Why not a coffee shop on Federation Peak? Because the vital qualities of remoteness and pristineness which make it Australia’s most celebrated wild mountain (it was not climbed until 1949) would be degraded or destroyed and the outcry would be global.
Those moving behind-the-scenes to have the word “wilderness” dropped from the TWWHA entertain the absurd idea that if it is not called wilderness, then it will not be wilderness — and suddenly no one will care.
Former Tasmanian Democrats MP Norm Sanders called such exploiters of wild nature “biostitutes”. They would rob Tasmanians, now and forever, of an irreplaceable resource that gives our island international kudos, a multi-million dollar annual attractiveness and thousands of jobs.
Invading the World Heritage wilderness with modern structures is counterproductive — like gutting the goose that laid the golden egg.
It is also unnecessary — fabulous resorts sites offering seclusion and natural spectacle are readily available outside the World Heritage area.
My own former homeland in the Liffey Valley offers crystal-clear streams with platypuses and upsweeping views of Taytitikitheeker (Drys Bluff), which is loftier than Mt Wellington.
Besides the beautiful Liffey Falls, the valley has an abundance of marsupials and native birds for visitors to spotlight, feed and photograph.
The environs of Recherche Bay, just outside the TWWHA, could support an exciting public exhibition centre to highlight the Lyluequonny people’s friendly hosting of D’Entrecasteaux’s scientific expeditioners in 1793.
Nearby is privately owned land fit for any genuine “eco-resort” developer.
The Tarkine already has a resort and tavern at Corinna beside the majestic Pieman River. Historic Waratah with its magnificent waterfall in its centre is an eco-developers’ dream. South of Burnie, the luxurious Tarkine Wilderness Lodge shows how it is done — it is set on a high hill with a 360 degree panorama of rainforests and a short walk down the hill is a gargantuan myrtle encrusted with ferns.

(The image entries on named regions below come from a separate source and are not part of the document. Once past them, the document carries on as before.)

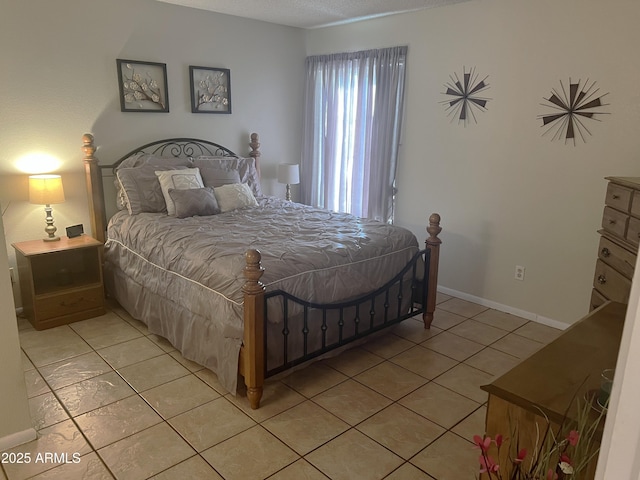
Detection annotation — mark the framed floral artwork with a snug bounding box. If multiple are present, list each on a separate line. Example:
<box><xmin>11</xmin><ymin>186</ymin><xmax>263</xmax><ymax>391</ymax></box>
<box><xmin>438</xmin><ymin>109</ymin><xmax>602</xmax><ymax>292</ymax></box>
<box><xmin>116</xmin><ymin>59</ymin><xmax>169</xmax><ymax>112</ymax></box>
<box><xmin>189</xmin><ymin>66</ymin><xmax>231</xmax><ymax>113</ymax></box>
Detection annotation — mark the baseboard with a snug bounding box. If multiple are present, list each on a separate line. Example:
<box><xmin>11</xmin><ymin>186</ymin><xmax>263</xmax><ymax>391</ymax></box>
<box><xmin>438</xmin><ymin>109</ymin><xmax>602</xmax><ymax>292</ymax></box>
<box><xmin>0</xmin><ymin>428</ymin><xmax>38</xmax><ymax>452</ymax></box>
<box><xmin>438</xmin><ymin>286</ymin><xmax>569</xmax><ymax>330</ymax></box>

King Island has some of the wildest beaches on Earth. The British barque Cataraqui was wrecked there in 1845 with only nine of the 409 people aboard surviving.
I was on that Cataraqui Coast recently, leaning against the maelstrom of a westerly buster, experiencing both its wild beauty and echoes of terror. The following days were sunny, tranquil and a beach-walker’s delight.
King Island has stunning private coastal land available for eco-tourism, but where is it on Premier Will Hodgman’s “go get it” list for developers?
Closer to Hobart, the Styx Valley of the Giants is in the TWWHA, despite Premier Will Hodgman’s efforts to keep it out. Why not give this tall-forest wonderland a government-run reception and display centre with good coffee or a merlot or two?
A few weeks ago the road to the Jubilee giant trees, where a wheelchair-friendly path would be a cinch, was blocked by fallen trees.
The state built this road for logging but hasn’t used allocated Commonwealth funds to keep it open for the many more jobs and businesses in Tasmania dependent on tourism.
Over the past century hundreds of thousands of nature-lovers strove to protect Tasmania’s iconic wilderness.
Yet now the Hodgman Government, not one member of which was in the vanguard of that saving multitude, is set to give its plum sites to private exploiters.
Mr Hodgman’s open invitation for developers to choose any World Heritage wilderness location is shortsighted and the consequent move to drop the word “wilderness” underscores the banality of the plan.
The living wilderness has brought Tasmania worldwide fame but the wolves are circling.